ECサイトといえば、ジャンルごとに整理されていたり、カラーバリエーションがわかるように商品が並べて写されていたり、購入者の評価が見やすくなっていたりする。
つまり、わかりやすさや選びやすさに力点を置いているのが定石だ。
ところが、B印MARKETはその対極にあるといっていい。
商品紹介のページには、商店主が自分でディレクションした利用シーンや世界観をイメージする写真が並び、本人の言葉で説明書きがあるだけだ。
その説明書きも、商品のスペックを載せるわけでもなければ、詳細を解説するわけでもない。
私はこう使っているといった、極めてプライベートでかつ主観的な話が並んでいる。
BEAMSが自社ECをスタートさせたのは2009年と比較的はやい段階だ。
その成果は順調に伸びていて、2021年のEC化率は約43%まで上がったという。
直近の傾向としては、リアル店舗の客足が戻りつつも、依然としてECは好調でEC化率は30%台を維持しているという発表だ。
そんな中でも攻めの姿勢を貫くBEAMSが新たなECの形として生まれたのが、B印MARKETなのである。
公式ECとの差別化を考え抜いたという、B印MARKETは選ぶプロセスかかるストレスを緩和することを目指したという。
ここでもまた、検索からレコメンドへの流れが来ていることが明確になったといえるだろう。
私がここ最近ずっと指摘している、検索からレコメンドへのカルチャーの変化をとにかく見逃してはならない。
ECの世界では、通常は大量の商品を扱うので、消費者は膨大な量の中から商品の概要や口コミなどを見て選び出すのが当たり前だった。
もちろん、商品選びを楽しんでくれる人、つまりは検索を楽しんでいる人もいるが、一方でその検索をストレスに感じているという人もいるわけだ。
そこで、重視しているのが情緒的価値とストーリーだ。
レクトショップで培ってきた目利きが得意なスタッフの個人の主観を強く出すことで共感を呼び、迷わず購入できるように意識して導線を設計しているのである。

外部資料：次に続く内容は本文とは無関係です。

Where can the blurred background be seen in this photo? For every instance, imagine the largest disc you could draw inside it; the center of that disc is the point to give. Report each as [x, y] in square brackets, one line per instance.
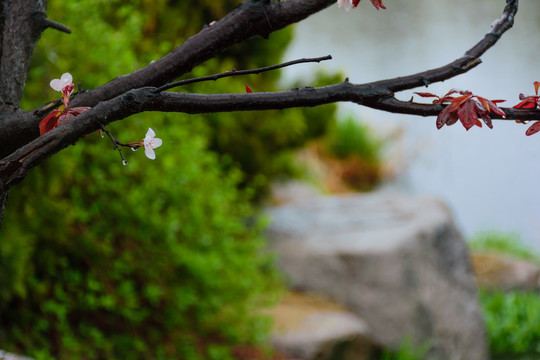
[486, 176]
[163, 259]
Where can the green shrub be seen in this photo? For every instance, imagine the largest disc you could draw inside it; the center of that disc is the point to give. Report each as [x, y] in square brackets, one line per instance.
[407, 351]
[503, 243]
[513, 323]
[350, 137]
[147, 261]
[157, 259]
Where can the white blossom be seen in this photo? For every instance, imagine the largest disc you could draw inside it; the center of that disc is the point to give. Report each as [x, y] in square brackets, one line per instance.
[150, 143]
[347, 4]
[60, 84]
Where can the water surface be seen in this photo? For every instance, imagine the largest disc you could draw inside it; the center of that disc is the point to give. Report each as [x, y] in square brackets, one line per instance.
[490, 178]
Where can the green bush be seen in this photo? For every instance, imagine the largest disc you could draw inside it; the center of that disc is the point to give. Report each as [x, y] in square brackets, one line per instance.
[350, 137]
[513, 323]
[158, 259]
[503, 243]
[147, 261]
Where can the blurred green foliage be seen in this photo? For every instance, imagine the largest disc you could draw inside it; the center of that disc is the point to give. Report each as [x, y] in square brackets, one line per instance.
[350, 137]
[158, 259]
[408, 351]
[503, 243]
[513, 324]
[512, 318]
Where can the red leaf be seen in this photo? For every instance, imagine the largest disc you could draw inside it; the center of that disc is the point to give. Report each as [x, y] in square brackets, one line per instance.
[487, 120]
[446, 117]
[49, 122]
[494, 108]
[533, 129]
[78, 110]
[528, 103]
[457, 102]
[427, 95]
[478, 123]
[378, 4]
[467, 114]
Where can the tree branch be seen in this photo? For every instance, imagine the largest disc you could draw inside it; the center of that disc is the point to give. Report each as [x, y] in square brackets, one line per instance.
[235, 72]
[250, 18]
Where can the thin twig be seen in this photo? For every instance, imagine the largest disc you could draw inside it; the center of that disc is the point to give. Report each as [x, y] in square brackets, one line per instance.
[117, 144]
[235, 72]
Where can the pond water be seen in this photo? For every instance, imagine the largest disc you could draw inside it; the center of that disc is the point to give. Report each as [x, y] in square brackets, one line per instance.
[488, 177]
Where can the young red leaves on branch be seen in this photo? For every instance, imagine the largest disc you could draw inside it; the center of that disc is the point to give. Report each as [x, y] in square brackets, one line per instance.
[349, 4]
[467, 107]
[58, 117]
[530, 102]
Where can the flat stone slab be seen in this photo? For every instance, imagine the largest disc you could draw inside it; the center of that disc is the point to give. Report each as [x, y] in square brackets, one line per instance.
[397, 261]
[307, 326]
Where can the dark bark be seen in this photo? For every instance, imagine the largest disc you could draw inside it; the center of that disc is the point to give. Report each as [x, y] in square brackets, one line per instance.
[22, 149]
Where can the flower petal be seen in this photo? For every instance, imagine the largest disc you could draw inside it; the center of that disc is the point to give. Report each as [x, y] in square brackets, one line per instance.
[150, 134]
[149, 152]
[67, 78]
[57, 84]
[157, 142]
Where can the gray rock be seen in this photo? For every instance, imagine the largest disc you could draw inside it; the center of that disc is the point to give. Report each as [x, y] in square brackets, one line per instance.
[308, 327]
[502, 272]
[396, 261]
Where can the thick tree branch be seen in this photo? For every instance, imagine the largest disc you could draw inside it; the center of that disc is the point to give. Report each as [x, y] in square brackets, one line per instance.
[251, 18]
[15, 167]
[459, 66]
[235, 72]
[378, 95]
[23, 23]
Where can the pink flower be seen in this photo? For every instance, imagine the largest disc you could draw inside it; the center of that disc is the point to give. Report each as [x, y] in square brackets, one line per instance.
[151, 142]
[65, 85]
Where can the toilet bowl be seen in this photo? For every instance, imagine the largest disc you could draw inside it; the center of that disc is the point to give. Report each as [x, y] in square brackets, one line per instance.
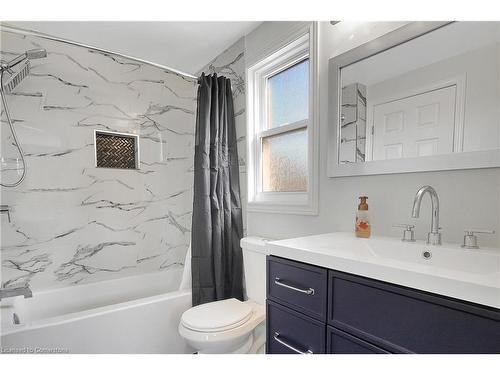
[232, 326]
[225, 326]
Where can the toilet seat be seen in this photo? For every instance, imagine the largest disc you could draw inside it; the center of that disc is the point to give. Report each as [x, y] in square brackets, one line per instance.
[228, 338]
[217, 316]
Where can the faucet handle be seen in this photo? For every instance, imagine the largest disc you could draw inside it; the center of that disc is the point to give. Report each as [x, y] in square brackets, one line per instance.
[470, 238]
[408, 233]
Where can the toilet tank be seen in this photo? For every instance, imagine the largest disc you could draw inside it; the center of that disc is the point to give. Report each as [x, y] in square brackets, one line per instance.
[254, 266]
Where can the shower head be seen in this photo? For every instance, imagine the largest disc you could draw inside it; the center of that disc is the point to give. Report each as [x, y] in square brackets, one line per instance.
[30, 55]
[16, 78]
[36, 53]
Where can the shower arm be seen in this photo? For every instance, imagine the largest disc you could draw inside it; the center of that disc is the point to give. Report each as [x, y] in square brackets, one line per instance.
[13, 131]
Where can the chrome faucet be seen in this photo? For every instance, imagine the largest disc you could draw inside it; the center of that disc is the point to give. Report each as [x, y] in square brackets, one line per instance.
[433, 237]
[16, 291]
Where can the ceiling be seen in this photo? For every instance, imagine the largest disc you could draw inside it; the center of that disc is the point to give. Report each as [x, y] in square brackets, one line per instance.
[185, 46]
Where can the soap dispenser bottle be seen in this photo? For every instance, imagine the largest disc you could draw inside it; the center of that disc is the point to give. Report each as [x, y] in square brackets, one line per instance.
[363, 227]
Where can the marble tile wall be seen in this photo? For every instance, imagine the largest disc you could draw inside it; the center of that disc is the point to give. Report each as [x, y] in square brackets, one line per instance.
[74, 223]
[231, 64]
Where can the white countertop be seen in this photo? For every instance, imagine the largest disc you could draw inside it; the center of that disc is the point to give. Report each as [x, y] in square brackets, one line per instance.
[470, 275]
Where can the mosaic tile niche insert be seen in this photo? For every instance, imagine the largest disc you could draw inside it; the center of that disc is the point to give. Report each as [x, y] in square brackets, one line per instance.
[116, 150]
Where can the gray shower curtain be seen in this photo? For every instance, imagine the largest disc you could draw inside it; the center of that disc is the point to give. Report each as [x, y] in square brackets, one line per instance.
[217, 227]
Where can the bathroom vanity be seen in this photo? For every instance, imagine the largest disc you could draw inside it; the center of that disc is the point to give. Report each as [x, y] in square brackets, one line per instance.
[337, 294]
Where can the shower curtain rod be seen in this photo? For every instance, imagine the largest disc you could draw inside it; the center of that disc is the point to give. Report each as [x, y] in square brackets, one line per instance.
[19, 30]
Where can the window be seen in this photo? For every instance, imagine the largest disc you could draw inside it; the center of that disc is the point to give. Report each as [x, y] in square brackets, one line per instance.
[281, 129]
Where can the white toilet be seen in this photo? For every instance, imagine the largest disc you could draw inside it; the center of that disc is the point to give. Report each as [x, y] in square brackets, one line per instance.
[232, 326]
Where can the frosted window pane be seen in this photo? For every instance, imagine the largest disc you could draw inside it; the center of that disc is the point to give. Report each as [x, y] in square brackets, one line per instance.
[284, 162]
[289, 95]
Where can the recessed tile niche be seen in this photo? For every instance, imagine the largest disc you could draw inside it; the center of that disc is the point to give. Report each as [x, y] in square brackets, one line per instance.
[116, 150]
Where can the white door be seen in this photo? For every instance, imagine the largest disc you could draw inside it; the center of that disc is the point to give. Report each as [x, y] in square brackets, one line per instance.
[419, 125]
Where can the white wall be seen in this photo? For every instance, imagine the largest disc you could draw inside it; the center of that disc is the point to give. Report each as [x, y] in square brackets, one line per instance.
[468, 198]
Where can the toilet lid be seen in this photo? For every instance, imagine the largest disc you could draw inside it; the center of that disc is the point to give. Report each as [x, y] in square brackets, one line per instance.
[217, 316]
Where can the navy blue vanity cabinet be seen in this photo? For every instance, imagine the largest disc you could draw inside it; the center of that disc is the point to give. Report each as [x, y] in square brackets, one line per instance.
[296, 307]
[299, 286]
[404, 320]
[312, 309]
[290, 332]
[340, 342]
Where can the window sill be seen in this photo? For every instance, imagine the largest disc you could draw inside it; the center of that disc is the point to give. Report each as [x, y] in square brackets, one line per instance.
[284, 203]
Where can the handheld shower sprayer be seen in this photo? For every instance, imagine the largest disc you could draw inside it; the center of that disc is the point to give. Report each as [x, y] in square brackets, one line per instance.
[7, 88]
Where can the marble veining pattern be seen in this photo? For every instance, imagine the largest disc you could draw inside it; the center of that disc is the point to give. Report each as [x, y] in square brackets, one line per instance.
[74, 223]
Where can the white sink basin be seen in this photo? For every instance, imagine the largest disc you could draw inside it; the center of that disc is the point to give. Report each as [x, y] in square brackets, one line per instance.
[471, 275]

個人商店のページは、まさに人が前面に立つようになっており、商品の概要がわかるというよりは、その店主の生活が見えてくる。
投稿画像や記事を読んでいくと、コンテンツを体験しているような感覚になるというわけだ。
第3のマーケティング手法
BEAMSがこれほど人に着目した新機軸のECを立ち上げたのか、そこには2つの大きな目的があった。
1つ目は、マイクロマーケティングの次の形を生み出すことだ。
100人いれば100通りのBEAMSがあると、BEAMSにはマスではなくマイクロマーケティングといわれるような形を自然につくり上げてきていた文化がある。
BEAMSという屋号の下に、スタッフ個人の嗜好から派生したレーベルと呼ぶブランドを30以上展開している。
それぞれのレーベルに所属する店舗スタッフなどを通じ、多様化する消費者を小さな塊として集め、ファン化してきた。
現代では消費者の嗜好の細分化はさらに加速している。
その結果、所属するレーベルの枠を超えた人の単位までマイクロ化することで共感が得られやすい時代となっている。
事実、突き抜けた特徴を持つD2Cブランドが多数登場し、規模は小さくても強固なファンを獲得しているのも、嗜好の細分化や多様化を示している証だといえるだろう。
BEAMSでも消費者との繋がり方は進化している。
スタッフの投稿経由の売り上げが増えており、スタッフのコンテンツ経由の売り上げが6割を超えることもあるという。
そして、もう1つの目的は、スタッフの活動の場をつくるということにある。
BEAMSには個性派の社員やスタッフが揃うという。
組織はリスクヘッジの面から個人の発信を含めてコントロールするのが一般的だ。
ただ、そういった個性も下手に組織化しようとすると活かすことができなくなる。
そこで、BEAMSは組織として管理のハードルは当然高いけれど、個の可能性をいかに拡げていくのかという部分にフォーカスしているのである。
つまり、好きにやっていいという領域を絶妙なところに設定しているのだ。
BEAMSの目指すべき方向は、企業であるBEAMS、もう一段細分化したブランドとしてのレーベル、さらに組織体の中にいる個人が並列となるようにすることなのである。
まとめ
BEAMSの新型ECである、B印MARKETのポイントは個人を感じてもらうことで、それを感じ取ってもらうには、自分のパーソナルをさらけ出すことが重要だ。
だからこそ、必然的に載せる写真は商品の形状などがしっかりと写るわかりやすいものではなく、実際に使っている様子やライフスタイルがイメージしやすいものになる。
そして、もう1つのポイントは、消費者とのコミュニケーションだ。
消費のトレンドは、モノ(商品)からコト(体験)へのシフトしているのは周知の事実で、その傾向は加速の一途をたどっている。
体験を出していくということは、レコメンドにも繋がるということで、この新しいマーケティングの手法はなにをするにしても意識しないと消費者はついてこない時代なのである。